In mean-based approaches to dietary data analysis, it is possible for potentially important associations at the tails of the intake distribution, where inadequacy or excess is greatest, to be obscured due to unobserved heterogeneity. Participants in the upper or lower tails of dietary intake data will potentially have the greatest change in their behavior when presented with a health behavior intervention; thus, alternative statistical methods to modeling these relationships are needed to fully describe the impact of the intervention. Using data from Tu Salud ¡Si Cuenta! (Your Health Matters!) at Home Intervention, we aimed to compare traditional mean-based regression to quantile regression for describing the impact of a health behavior intervention on healthy and unhealthy eating indices. The mean-based regression model identified no differences in dietary intake between intervention and standard care groups. In contrast, the quantile regression indicated a nonconstant relationship between the unhealthy eating index and study groups at the upper tail of the unhealthy eating index distribution. The traditional mean-based linear regression was unable to fully describe the intervention effect on healthy and unhealthy eating, resulting in a limited understanding of the association.

1. Introduction

Many health behavior interventions focus on positive lifestyle changes in the areas of increasing physical activity and healthy diets. Adopting these behavior changes can prevent or reduce the negative health consequences of obesity in minority US populations. Mexican Americans are particularly prone to physical inactivity and poor diets because of lack of fruit and vegetable consumption compared to Non-Hispanic Whites [1, 2]. Despite research showing poorer dietary intake than other ethnic groups, within the Mexican American population there is heterogeneity in healthy and unhealthy food intake [3].

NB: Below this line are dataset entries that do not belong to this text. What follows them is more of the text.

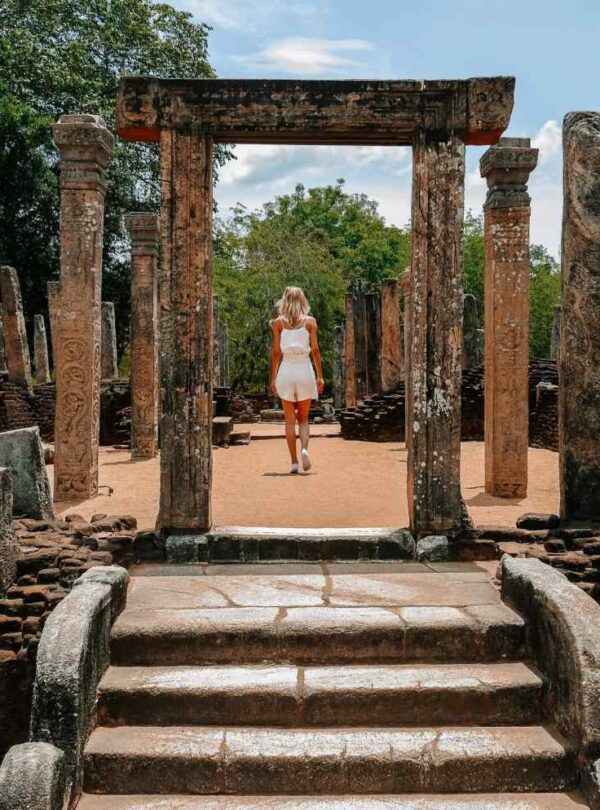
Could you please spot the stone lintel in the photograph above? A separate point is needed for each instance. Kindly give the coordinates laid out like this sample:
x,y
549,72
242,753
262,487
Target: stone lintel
x,y
143,230
506,167
476,110
85,146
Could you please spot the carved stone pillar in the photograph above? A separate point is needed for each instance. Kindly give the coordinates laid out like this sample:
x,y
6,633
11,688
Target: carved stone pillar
x,y
434,384
506,168
143,232
40,351
391,338
338,367
349,353
579,356
109,362
85,146
53,288
3,366
186,332
15,336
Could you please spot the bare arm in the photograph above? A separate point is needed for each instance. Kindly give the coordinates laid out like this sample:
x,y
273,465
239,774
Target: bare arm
x,y
275,355
316,355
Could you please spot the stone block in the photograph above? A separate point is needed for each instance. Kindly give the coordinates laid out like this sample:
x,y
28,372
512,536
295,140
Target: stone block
x,y
187,548
22,453
434,548
534,521
33,777
8,559
563,634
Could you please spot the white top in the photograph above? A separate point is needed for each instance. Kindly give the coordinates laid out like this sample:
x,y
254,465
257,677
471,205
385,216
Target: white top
x,y
295,342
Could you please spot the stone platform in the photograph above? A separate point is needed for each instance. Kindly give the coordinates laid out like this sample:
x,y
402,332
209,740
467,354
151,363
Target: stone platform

Dietary intake data is typically measured using self-report tools and individual food intake is aggregated into compositional data or patterns to describe overall diets. When the dietary data are analyzed using mean-based approaches, such as ordinary least squares (OLS) regression, potentially important relationships with disease risk at the lower and upper levels of the distribution could be obscured due to unobserved heterogeneity. Participants in the upper or lower tails of dietary intake data, where inadequacy or excess is greatest, will theoretically have the greatest change in their behavior when presented with a health behavior intervention; thus, alternative statistical methods to modeling these relationships are needed to fully describe the impact of the intervention. This is particularly notable in certain populations, such as Mexican Americans, where variation in factors such as acculturation and language influence food choices and adherence to traditional and western diet patterns [36].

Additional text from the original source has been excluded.